4. 10.11.2011 at 20:43

I just muddled through those calculations, and even with your guidance, it took several tries and over 10 minutes. So here’s a cheap way for those like me: In the limiting case that n=1, there is no refraction and the angle would have to be 0 degrees – otherwise, the light would eventually exit the cable. Only A, B, and E have the n^2-1 term, so we can eliminate C and D. Next, going by intuition, you’d expect the light to stay in the cable for theta below a certain critical angle, and exit the cable if theta exceeds that angle. Therefore, I’d go with the less than sign in choice A.

• 08.11.2012 at 00:22

This is the way to do, Steve! Thanks!

5. 01.04.2014 at 06:50

Yeah I’d agreed with Steve, it takes too long to do these trig calculations.
First approach must be taking limits, as n goes to 1, only way for the light to stay in the optical fiber is theta = 0. Only (B) makes sense, cause others are either theta > 90 degree or theta > 0.

6. 20.10.2014 at 11:17

I also had troubles with the maths solution of the problem even if i took the right one during the simulation. Although it can seems difficult the solution is quite simple:
$sin(/alpha)= 1/n && sin(/theta)=n /cdot cos(/alpha)$
if we try to solve the solution by inverting the first equation it becomes quite different from the solution proposed by ETS:
$/theta = asin { n /cdot cos [ asin (1/n) }$.

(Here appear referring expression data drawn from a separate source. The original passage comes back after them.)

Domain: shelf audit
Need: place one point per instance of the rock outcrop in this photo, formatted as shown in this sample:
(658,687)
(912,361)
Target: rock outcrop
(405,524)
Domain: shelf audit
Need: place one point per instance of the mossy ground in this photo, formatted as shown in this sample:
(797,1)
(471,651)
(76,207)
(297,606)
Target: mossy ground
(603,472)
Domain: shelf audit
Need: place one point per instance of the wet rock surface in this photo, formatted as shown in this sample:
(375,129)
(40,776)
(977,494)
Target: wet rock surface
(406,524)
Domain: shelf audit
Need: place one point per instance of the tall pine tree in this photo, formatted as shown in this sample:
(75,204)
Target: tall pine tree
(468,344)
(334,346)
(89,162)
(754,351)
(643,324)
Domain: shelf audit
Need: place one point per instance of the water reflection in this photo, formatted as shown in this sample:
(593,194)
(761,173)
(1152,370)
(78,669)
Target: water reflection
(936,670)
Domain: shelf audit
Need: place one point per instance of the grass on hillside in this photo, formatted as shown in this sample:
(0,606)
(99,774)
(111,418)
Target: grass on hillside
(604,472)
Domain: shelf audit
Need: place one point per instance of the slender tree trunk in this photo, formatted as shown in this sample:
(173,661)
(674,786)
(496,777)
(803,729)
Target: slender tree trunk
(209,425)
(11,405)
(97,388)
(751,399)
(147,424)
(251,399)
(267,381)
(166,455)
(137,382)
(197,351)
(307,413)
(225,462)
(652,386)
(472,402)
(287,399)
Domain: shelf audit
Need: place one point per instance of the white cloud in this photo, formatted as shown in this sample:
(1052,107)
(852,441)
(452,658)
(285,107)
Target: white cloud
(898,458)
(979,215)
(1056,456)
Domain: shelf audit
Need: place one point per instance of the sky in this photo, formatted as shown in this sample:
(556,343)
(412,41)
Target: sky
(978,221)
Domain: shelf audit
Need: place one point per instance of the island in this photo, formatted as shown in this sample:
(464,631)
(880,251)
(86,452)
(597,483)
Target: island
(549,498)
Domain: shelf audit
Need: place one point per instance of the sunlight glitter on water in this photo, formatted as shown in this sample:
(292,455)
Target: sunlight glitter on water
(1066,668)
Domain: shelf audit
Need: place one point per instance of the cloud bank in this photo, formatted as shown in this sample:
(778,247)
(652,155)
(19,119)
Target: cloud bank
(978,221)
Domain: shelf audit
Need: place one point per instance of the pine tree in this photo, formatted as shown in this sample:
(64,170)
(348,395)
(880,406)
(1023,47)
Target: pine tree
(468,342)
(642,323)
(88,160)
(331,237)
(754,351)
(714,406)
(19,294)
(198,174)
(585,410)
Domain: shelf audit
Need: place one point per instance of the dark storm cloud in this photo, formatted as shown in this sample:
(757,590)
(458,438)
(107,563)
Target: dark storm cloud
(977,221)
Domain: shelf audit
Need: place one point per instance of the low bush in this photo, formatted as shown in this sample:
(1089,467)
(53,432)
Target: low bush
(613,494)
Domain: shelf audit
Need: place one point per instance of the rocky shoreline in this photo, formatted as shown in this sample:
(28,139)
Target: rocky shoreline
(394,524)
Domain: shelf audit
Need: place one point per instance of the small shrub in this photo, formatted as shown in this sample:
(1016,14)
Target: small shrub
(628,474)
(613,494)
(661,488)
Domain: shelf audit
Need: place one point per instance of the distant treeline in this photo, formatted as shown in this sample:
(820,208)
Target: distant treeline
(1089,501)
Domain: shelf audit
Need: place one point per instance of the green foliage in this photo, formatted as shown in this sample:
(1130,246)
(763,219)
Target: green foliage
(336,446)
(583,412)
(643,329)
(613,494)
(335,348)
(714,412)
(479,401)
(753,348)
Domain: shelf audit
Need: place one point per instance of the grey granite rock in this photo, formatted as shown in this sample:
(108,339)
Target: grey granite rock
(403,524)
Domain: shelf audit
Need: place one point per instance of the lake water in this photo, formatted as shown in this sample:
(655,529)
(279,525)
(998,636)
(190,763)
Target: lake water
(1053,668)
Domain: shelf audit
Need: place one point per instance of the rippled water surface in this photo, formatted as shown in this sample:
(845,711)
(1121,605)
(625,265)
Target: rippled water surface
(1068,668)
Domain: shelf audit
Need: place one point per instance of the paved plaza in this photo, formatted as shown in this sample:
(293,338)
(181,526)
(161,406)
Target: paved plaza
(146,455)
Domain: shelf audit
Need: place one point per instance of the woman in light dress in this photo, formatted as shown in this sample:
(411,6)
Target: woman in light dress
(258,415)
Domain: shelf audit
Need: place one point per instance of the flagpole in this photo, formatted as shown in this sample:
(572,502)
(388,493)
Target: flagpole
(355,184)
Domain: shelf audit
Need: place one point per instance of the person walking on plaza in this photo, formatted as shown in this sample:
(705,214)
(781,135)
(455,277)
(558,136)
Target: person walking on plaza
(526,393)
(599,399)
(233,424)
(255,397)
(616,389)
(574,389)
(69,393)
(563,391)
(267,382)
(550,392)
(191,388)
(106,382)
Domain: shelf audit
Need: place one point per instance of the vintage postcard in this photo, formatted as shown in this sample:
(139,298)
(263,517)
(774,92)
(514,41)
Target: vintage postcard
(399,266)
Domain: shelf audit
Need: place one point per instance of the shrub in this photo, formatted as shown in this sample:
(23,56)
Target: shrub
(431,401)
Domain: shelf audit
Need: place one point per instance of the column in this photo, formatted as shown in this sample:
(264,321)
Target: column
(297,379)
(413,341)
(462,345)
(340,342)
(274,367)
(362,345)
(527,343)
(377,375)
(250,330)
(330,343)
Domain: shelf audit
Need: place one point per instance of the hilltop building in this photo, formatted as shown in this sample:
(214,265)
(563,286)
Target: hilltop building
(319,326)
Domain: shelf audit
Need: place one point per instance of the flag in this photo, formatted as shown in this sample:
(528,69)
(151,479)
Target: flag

The trick is changing the second equation in
$sin(/theta)=n /cdot sqrt( 1- sin^2( /alpha) ) and using the first equation right now. I hope to be helpful, apologize 4 my bad eng 🙂 7. 20.10.2014 at 11:20 No preview, no party. i repost it with correct formulas I also had troubles with the maths solution of the problem even if i took the right one during the simulation. Although it can seems difficult the solution is quite simple: \sin(\alpha)= 1/n && \sin(\theta)=n \cdot \cos(\alpha)$
if we try to solve the solution by inverting the first equation it becomes quite different from the solution proposed by ETS:
\theta = \asin { n \cdot \cos[\asin(1/n)}.
The trick is changing the second equation in
\sin(\theta)=n \cdot \sqrt(1- \sin^2(\alpha))
and using the first equation right now.